Entrando di diritto nella gestione aziendale in proporzione alle azioni sottoscritte, si assicurano di poter investire tali somme di denaro, come fossero depositate in conti correnti propri. La società ottiene la pubblicazione del bilancio, di coprire delle grosse perdite societarie, o un più agevole accesso al credito, beneficiando di migliori indicatori di bilancio (solvibilità e solidità finanziaria) attraverso un più alto rapporto fra capitale proprio e di terzi.

 

L’autoriciclaggio è il riciclaggio di denaro di provenienza illecita, compiuto dalla stessa persona che ha ottenuto tale denaro in maniera illecita.

 

L’articolo 648 ter.1, introdotto dalla legge 186/2014, incrimina chiunque “avendo commesso o concorso a commettere un delitto non colposo, impiega, sostituisce, trasferisce, in attività economiche, finanziarie, imprenditoriali o speculative, il denaro, i beni o le altre utilità provenienti dalla commissione di tale delitto, in modo da ostacolare concretamente l’identificazione della loro provenienza delittuosa”.

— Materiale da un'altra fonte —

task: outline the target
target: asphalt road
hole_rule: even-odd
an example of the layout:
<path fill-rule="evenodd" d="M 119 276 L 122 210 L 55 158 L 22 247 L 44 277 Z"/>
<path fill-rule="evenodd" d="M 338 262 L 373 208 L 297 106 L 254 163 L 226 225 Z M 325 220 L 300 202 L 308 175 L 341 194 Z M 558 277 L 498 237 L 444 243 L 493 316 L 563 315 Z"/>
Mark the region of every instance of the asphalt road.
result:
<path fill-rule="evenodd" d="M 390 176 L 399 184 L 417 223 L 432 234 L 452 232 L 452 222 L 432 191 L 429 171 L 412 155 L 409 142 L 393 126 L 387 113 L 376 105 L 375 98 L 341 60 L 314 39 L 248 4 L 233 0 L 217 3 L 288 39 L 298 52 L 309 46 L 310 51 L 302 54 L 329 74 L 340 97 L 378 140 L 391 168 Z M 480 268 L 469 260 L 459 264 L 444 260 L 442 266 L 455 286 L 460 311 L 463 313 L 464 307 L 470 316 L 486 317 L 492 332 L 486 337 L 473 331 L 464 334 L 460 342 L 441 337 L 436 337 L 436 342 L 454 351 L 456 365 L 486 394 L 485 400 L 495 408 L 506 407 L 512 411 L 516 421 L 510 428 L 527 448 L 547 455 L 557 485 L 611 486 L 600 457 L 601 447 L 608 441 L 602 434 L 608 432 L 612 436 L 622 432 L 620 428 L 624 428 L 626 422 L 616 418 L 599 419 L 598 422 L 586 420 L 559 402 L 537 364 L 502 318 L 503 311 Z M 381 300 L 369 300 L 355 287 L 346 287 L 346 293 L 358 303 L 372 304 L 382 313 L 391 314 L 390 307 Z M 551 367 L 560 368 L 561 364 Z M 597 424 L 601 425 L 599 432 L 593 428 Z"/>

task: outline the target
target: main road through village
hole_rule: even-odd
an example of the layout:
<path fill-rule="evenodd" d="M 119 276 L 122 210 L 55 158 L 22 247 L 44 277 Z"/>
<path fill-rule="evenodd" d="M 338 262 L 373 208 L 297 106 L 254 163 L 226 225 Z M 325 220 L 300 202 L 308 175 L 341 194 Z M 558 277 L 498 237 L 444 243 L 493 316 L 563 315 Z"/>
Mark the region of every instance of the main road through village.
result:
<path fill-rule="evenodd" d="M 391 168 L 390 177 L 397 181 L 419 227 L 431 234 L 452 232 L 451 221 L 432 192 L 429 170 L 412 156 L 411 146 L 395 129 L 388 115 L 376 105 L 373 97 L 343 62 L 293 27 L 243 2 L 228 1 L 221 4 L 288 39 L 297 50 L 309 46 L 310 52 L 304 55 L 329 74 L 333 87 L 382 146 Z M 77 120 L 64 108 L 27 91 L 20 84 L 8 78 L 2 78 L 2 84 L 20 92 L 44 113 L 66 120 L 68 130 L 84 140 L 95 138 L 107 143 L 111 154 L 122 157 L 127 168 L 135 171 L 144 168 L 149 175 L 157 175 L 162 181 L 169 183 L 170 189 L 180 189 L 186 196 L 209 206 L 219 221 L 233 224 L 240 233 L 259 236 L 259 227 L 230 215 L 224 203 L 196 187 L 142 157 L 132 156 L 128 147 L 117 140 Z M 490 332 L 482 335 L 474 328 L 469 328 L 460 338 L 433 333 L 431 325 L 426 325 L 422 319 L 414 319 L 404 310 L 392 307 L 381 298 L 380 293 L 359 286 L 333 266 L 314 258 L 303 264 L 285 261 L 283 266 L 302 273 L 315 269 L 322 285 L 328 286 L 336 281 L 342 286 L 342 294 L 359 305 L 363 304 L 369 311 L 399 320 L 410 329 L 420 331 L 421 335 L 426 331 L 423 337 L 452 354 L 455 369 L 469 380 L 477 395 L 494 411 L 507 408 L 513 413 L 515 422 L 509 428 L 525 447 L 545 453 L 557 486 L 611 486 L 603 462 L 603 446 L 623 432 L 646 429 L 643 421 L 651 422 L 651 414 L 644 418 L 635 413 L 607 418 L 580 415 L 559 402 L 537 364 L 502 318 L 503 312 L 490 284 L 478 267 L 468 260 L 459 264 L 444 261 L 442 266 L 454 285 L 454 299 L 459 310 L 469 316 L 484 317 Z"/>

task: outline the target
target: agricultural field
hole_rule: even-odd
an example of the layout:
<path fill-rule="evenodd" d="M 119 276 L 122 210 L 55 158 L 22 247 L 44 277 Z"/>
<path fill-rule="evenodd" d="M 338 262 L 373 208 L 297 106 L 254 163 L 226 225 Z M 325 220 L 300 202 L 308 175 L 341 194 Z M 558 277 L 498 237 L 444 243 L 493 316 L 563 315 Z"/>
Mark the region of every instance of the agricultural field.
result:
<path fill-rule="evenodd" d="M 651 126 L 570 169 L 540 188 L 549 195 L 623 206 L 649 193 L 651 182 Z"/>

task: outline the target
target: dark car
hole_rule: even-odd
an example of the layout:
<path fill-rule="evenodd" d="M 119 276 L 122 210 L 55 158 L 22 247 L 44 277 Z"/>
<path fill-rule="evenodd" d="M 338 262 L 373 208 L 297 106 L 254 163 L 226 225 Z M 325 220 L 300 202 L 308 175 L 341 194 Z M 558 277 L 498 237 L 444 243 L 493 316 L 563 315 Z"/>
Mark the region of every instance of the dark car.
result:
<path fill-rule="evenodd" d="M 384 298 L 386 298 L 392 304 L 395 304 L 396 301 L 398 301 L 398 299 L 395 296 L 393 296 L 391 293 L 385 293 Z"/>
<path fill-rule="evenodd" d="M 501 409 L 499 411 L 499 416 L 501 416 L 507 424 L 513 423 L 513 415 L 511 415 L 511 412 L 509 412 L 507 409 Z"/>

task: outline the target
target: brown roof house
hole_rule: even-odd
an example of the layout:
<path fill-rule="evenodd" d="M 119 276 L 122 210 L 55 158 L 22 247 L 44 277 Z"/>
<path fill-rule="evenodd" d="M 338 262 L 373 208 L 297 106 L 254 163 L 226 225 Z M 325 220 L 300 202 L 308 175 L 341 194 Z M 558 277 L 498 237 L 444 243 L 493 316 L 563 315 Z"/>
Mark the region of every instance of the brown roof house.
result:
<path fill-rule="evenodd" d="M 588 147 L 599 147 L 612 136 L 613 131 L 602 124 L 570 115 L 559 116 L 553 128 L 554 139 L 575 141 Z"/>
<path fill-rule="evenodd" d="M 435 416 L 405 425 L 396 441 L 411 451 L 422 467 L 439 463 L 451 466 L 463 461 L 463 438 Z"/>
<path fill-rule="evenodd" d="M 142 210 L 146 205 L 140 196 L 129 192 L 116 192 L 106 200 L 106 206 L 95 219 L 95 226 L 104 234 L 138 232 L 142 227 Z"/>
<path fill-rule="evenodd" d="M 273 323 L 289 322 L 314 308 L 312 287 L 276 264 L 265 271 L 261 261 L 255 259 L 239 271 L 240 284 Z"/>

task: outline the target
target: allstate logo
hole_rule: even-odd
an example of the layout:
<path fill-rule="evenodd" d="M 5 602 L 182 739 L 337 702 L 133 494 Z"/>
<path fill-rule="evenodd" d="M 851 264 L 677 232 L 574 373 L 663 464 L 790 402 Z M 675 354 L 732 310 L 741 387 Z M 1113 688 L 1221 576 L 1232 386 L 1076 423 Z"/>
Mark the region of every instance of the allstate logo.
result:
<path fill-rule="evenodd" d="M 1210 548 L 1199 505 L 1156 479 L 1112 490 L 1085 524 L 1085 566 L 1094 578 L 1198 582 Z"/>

Questa condotta è punita con la reclusione da 2 a 8 anni e la multa da 5 000 a 25 000 euro.

 

Nei casi nei quali il denaro, i beni o le altre utilità provengono dalla commissione di un delitto non colposo punito con la reclusione inferiore nel massimo a 5 anni, la pena è la reclusione da 1 a 4 anni e la multa da 2 500 a 12 500 euro.

 

Non sono punibili le condotte per le quali il denaro, i beni o le altre utilità ottenute con il crimine vengono destinate alla mera utilizzazione o al godimento personale, purché non ci sia stata l’intenzione di occultare i frutti del reato.

 

La pena è aumentata quando i fatti sono commessi nell’esercizio di un’attività bancaria o finanziaria o di altra attività professionale.

 

La pena è diminuita fino alla metà per chi si sia efficacemente adoperato per evitare che le condotte siano portate a conseguenze ulteriori o per assicurare le prove del reato e l’individuazione dei beni, del denaro e delle altre utilità provenienti dal delitto.

 

L’articolo 648 quater del codice penale, introdotto dal decreto legislativo 231/2007, dispone che in caso di condanna o patteggiamento i beni che costituiscono il prodotto od il profitto dei reati di riciclaggio, reimpiego e autoriciclaggio siano sempre sottoposti a confisca su ordine del giudice.

 

Il Pubblico Ministero può compiere ogni attività di indagine che si renda necessaria circa i beni, il denaro o le altre utilità da sottoporre a confisca.